518 S.E.2d 737, 238 Ga. App. 607, 99 Fulton County D. Rep. 2315, 1999 Ga. App. LEXIS 812
CourtCourt of Appeals of Georgia
DecidedMay 28, 1999
DocketA99A0420, A99A0421
StatusPublished
Cited by13 cases

This text of 518 S.E.2d 737 (Kent v. Brown) is published on Counsel Stack Legal Research, covering Court of Appeals of Georgia primary law. Counsel Stack provides free access to over 12 million legal documents including statutes, case law, regulations, and constitutions.

Bluebook
Kent v. Brown, 518 S.E.2d 737, 238 Ga. App. 607, 99 Fulton County D. Rep. 2315, 1999 Ga. App. LEXIS 812 (Ga. Ct. App. 1999).

Opinion

Barnes, Judge.

Attorney L. B. Kent appeals a jury verdict against him for expert witness fees, attorney fees, and expenses of litigation. He asserted in 13 enumerations that the trial court erred in striking his counterclaim, giving certain jury charges, making certain evidentiary rulings, trying the case without proper jurisdiction, and denying a motion for directed verdict. David G. Brown, RE., Inc. (“Brown”) cross-appeals the trial court’s denial of his demand for pre-judgment interest. For the reasons that follow, we affirm in both cases.

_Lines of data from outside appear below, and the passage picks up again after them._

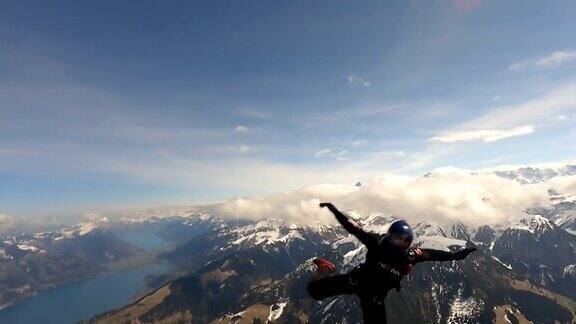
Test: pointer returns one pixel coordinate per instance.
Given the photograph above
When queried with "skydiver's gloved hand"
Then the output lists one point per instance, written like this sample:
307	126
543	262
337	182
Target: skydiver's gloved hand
462	254
322	205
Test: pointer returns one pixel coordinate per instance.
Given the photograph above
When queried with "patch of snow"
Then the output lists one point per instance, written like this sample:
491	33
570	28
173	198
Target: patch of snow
464	310
502	263
26	247
438	243
276	311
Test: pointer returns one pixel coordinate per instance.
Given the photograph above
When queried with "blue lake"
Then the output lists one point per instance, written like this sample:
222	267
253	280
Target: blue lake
81	300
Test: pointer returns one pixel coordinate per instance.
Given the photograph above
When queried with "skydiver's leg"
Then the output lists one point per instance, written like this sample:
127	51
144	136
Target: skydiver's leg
373	310
330	286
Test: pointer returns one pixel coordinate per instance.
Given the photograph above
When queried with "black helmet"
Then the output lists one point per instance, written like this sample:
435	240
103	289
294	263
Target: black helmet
401	229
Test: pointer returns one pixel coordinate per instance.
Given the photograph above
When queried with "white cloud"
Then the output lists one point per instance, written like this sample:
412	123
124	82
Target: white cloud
554	59
243	148
322	152
241	129
448	194
5	222
485	135
357	80
513	120
95	218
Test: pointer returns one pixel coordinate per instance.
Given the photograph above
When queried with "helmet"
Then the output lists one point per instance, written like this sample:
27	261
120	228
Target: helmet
401	234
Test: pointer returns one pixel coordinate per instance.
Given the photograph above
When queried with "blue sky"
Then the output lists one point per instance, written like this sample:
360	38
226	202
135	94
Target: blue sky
121	104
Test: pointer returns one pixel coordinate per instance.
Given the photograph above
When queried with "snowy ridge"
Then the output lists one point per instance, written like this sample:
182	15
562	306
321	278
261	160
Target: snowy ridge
530	175
268	232
534	224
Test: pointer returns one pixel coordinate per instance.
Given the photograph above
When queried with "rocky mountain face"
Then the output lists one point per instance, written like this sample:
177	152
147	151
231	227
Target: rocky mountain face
258	273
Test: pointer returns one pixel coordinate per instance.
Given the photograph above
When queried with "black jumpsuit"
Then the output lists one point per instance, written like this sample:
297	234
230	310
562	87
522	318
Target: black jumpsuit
382	271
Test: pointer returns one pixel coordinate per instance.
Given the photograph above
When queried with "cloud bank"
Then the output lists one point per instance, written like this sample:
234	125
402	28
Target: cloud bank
553	59
445	195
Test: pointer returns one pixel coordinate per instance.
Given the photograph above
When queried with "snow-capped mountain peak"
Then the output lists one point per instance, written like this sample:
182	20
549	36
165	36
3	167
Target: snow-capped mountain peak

Brown sued Kent in magistrate’s court for $5,000 in expert witness fees. Kent counterclaimed for damages in the amount of four times the fees sought, which exceeded the court’s jurisdictional limit. The case was then transferred to state court, and Brown recast his complaint to allege stubborn litigiousness and bad faith. Brown moved to dismiss Kent’s counterclaim, and the state court granted the motion, concluding the statute under which Kent proceeded did not apply. This Court denied Kent’s motion for an interlocutory appeal and dismissed his direct appeal of the same issue. A state court jury heard the case and awarded Brown $5,200 for his witness fees along with $15,150 for his attorney fees and $400 for expenses of litigation.

This controversy arose out of a disputed bill for expert witness fees. The evidence presented at trial established that Kent contacted Brown first and asked him to make a preliminary review of another expert’s assessment of an automobile collision that resulted in two personal injury suits. The parties agreed on a $300 fee, and Brown-conducted the preliminary review. From that point on, the parties disagree about many details of the subsequent transactions. They do agree that Brown testified at a deposition in the underlying personal injury suit, was paid for his deposition time by opposing counsel, and then testified at trial on behalf of Kent’s client.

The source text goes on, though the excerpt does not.